Asset allocation is a critical part of creating a profitable investment portfolio, and a good investment manager is familiar with a wide variety of assets that can be used to build an investor’s financial gains and ensure stability and diversity. There are many types of assets that can be incorporated into a financial portfolio, including real estate, natural resources, stocks, bonds, and cash.
These assets can fluctuate in value from time to time, and some may be higher in value than others at any given point. This is why it is important to incorporate a wide variety and keep from relying too much on the profits of any one asset.
When your financial advisor puts together a plan for your profile, he or she has to make that plan viable for the long-term, which puts certain restraints on the level of risk that can be taken and the asset options that are available. But within this plan, your advisor needs to work consistently to further your financial goals, whatever they may be.
Every advisor may suggest different asset allocation plans for your consideration, and there is not one specific, right way to divide up investments, but California securities fraud lawyers say that far too many investment managers make these determinations the wrong way—and that way can leave you a financially ruined victim of fraud.
Duty to Allocate Responsibly
It is your advisor’s responsibility to provide you with a knowledgeable asset allocation plan to ensure your security. Unfortunately, financial advisors and stockbrokers can misallocate assets for a variety of reasons—laziness, lack of experience or understanding about the financial markets or for their own benefit. While nothing fishy should ever be going on with your finances, it is the personal gain misallocation that most often results in investigations and legal action, securities fraud lawyers in California report.
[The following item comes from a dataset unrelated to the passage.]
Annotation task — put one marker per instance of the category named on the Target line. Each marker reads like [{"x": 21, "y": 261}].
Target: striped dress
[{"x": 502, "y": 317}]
Investment portfolios take into account a range of ever-changing factors, including the age of the investor and the financial needs he or she has at the time. A good financial advisor will be in frequent communication with his clients to gain new information and fully understand how to direct specific portfolios. Any risks taken should be in balance with the expected rewards to be gained and each investment has a different amount of risk and reward associated with it.
Protect Your Finances
Asset allocation is intended to maximize your return and minimize your risks. Proper allocation can account for over 90 percent of an investor’s return, so if your financial advisor or portfolio manager has failed to adequately invest your funds in a variety of high-performing assets, you could stand to lose a great deal of money and your financial security could be threatened.
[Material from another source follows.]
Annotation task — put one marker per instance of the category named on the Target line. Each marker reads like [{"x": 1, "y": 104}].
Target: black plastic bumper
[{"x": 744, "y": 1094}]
When this happens, you need the help of a securities fraud lawyer. At the Evans Law Firm, Inc. we represent investors who have been swindled out of thousands by their portfolio managers, either through the advisor’s negligence or fraudulent attempts to steal funds. To discuss your case, and begin filing a claim, contact one of our securities fraud lawyers today. We can be reached by email at email@example.com, or by telephone at (888) 503-8267 or (415) 441-8669.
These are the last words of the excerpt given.